In January of 2000 that opportunity presented itself. A new deacon at Christ the King, Bob True, had a family member who was experiencing some health issues. “He came over and I showed him a thing or two,” Hofstetter recalled. “Then Bob suggested starting a class at Christ the King. I really didn’t think he was serious, but I said, ‘Sure, I’d be happy to see what we could do.’”
Hofstetter has been doing it ever since.
“Jim is extremely knowledgeable and experienced, very patient and encouraging, a wise teacher with a gentle way of correcting,” said Alice Eadler, one of Hofstetter’s loyal students. “He provides a great opportunity to improve your mind and body. I feel fortunate to be able to participate and learn from the master.”
Eadler started attending last May after reading an announcement in the church bulletin. “It sounded interesting and I was hoping the exercise would benefit my aging body,” said Eadler. “I definitely think my balance and overall strength has improved since beginning the classes. I figure an hour and a half of physical activity has to be beneficial, not to mention the small, friendly group of participants.”
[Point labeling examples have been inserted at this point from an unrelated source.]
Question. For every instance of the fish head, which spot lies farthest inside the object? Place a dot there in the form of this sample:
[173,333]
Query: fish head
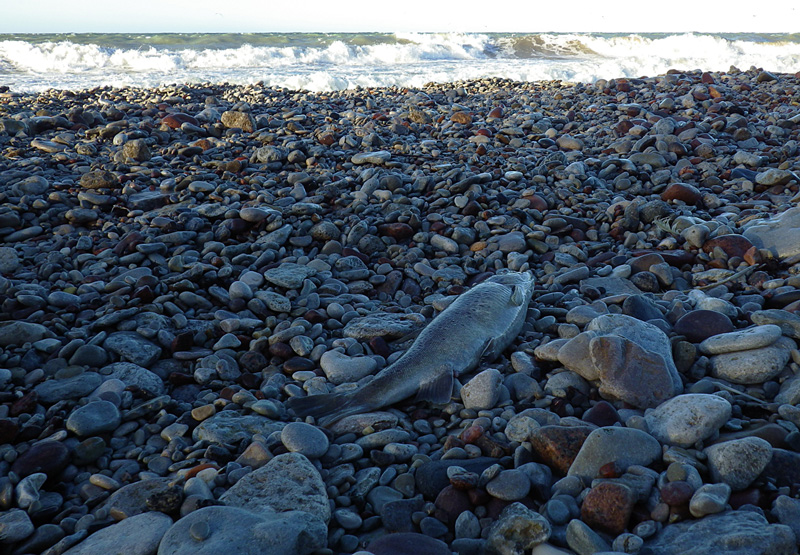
[520,283]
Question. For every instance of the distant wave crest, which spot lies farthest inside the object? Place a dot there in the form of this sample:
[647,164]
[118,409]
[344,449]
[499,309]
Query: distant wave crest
[324,62]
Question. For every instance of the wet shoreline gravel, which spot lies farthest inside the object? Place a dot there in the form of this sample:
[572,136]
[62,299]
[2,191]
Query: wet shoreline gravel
[177,262]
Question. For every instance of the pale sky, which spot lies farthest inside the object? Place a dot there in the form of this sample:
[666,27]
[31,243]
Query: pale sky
[153,16]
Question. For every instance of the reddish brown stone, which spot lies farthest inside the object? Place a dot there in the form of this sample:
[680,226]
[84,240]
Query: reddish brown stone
[643,263]
[557,446]
[676,493]
[732,245]
[699,325]
[607,507]
[495,112]
[451,502]
[683,192]
[397,230]
[461,117]
[602,414]
[177,119]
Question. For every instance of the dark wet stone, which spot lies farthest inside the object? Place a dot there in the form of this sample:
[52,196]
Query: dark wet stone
[405,543]
[602,414]
[50,457]
[431,477]
[557,446]
[699,325]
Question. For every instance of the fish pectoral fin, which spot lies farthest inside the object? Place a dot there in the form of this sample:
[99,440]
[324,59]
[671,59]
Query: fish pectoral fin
[517,296]
[439,389]
[488,354]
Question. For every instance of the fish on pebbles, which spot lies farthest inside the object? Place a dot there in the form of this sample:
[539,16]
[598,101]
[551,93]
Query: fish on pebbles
[479,325]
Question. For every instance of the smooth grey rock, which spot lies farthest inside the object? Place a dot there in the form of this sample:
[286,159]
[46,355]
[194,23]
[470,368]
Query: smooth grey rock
[219,529]
[75,387]
[15,525]
[133,347]
[787,510]
[232,427]
[753,366]
[133,374]
[289,275]
[741,340]
[731,533]
[94,418]
[777,234]
[709,499]
[517,530]
[137,535]
[18,333]
[624,446]
[340,368]
[686,419]
[483,391]
[299,437]
[738,462]
[289,482]
[382,324]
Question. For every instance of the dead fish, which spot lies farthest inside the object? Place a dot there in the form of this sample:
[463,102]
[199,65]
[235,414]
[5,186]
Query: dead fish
[479,325]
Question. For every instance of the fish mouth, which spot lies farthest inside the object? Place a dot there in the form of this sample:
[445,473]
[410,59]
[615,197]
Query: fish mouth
[524,279]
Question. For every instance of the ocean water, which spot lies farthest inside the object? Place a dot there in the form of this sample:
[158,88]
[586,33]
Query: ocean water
[321,62]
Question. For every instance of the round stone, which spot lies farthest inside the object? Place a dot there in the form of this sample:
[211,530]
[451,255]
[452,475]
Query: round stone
[299,437]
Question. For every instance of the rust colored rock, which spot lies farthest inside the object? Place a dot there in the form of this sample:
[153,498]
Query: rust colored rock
[602,414]
[177,119]
[608,507]
[495,112]
[683,192]
[677,493]
[451,502]
[461,117]
[397,230]
[699,325]
[732,245]
[557,446]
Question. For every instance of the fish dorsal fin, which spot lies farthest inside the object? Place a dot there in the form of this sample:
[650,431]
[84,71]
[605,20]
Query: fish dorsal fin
[517,296]
[438,389]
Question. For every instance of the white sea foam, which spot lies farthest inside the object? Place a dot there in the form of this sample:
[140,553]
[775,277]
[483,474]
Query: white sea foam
[409,59]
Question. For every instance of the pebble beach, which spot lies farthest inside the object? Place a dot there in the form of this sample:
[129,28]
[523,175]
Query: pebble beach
[177,262]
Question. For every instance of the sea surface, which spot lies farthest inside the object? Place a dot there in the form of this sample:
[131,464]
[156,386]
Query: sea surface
[331,61]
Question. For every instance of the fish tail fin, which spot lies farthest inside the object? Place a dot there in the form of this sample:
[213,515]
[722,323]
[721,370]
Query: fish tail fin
[326,408]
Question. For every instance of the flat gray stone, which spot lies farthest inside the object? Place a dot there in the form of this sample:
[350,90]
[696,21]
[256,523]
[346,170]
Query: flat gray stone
[340,368]
[133,374]
[18,333]
[15,525]
[623,446]
[686,419]
[778,233]
[219,529]
[753,366]
[741,340]
[289,482]
[729,533]
[738,462]
[483,391]
[75,387]
[132,347]
[138,535]
[383,324]
[289,275]
[94,418]
[231,427]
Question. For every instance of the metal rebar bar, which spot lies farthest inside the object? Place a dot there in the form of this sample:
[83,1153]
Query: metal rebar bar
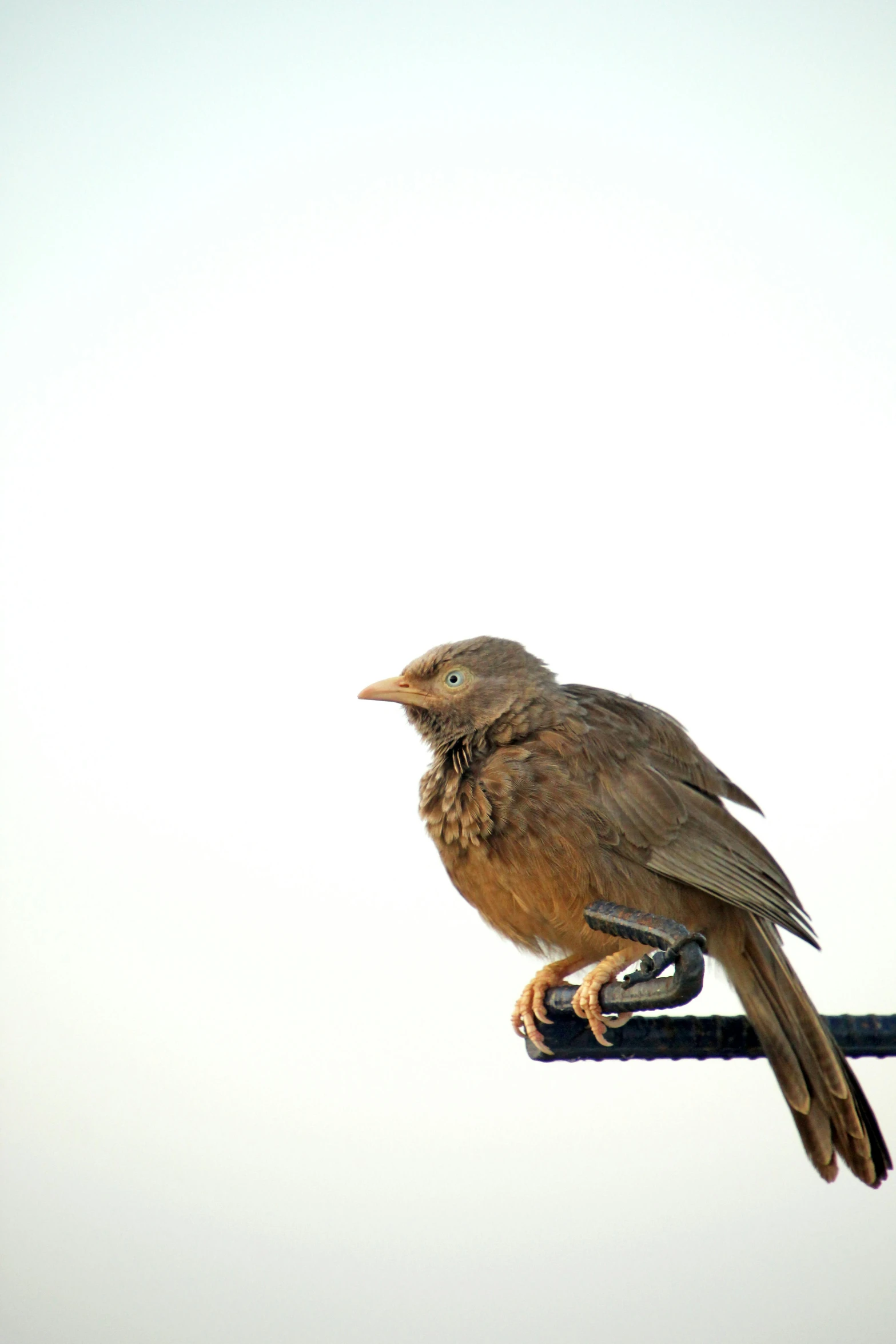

Although Hofstetter can teach both, he focuses on the qigong – pronounced “chee gong” – exercises, which he prefers and most people find simpler. However, he also offers 30-minute tai chi instruction before the other classes for anyone interested in taking the training to a higher level.
One of those who attempted the more challenging method was Eadler. “I decided to give it a try, so the next week I showed up 30 minutes early for a one-on-one lesson, followed by the hour long qigong class. Later, as we were leaving, I told Jim I wasn’t too crazy about tai chi and thought I’d just stick with qigong. I left feeling very relieved that I never had to do that again!”
But after some gentle encouragement from Hofstetter, who thought his new student showed a lot of promise, Eadler decided to give it another shot. Before long she was hooked.
“I’ll admit it took a while before I actually started looking forward to class,” Eadler said. “Now I purposely avoid conflicts that might cause me to miss.”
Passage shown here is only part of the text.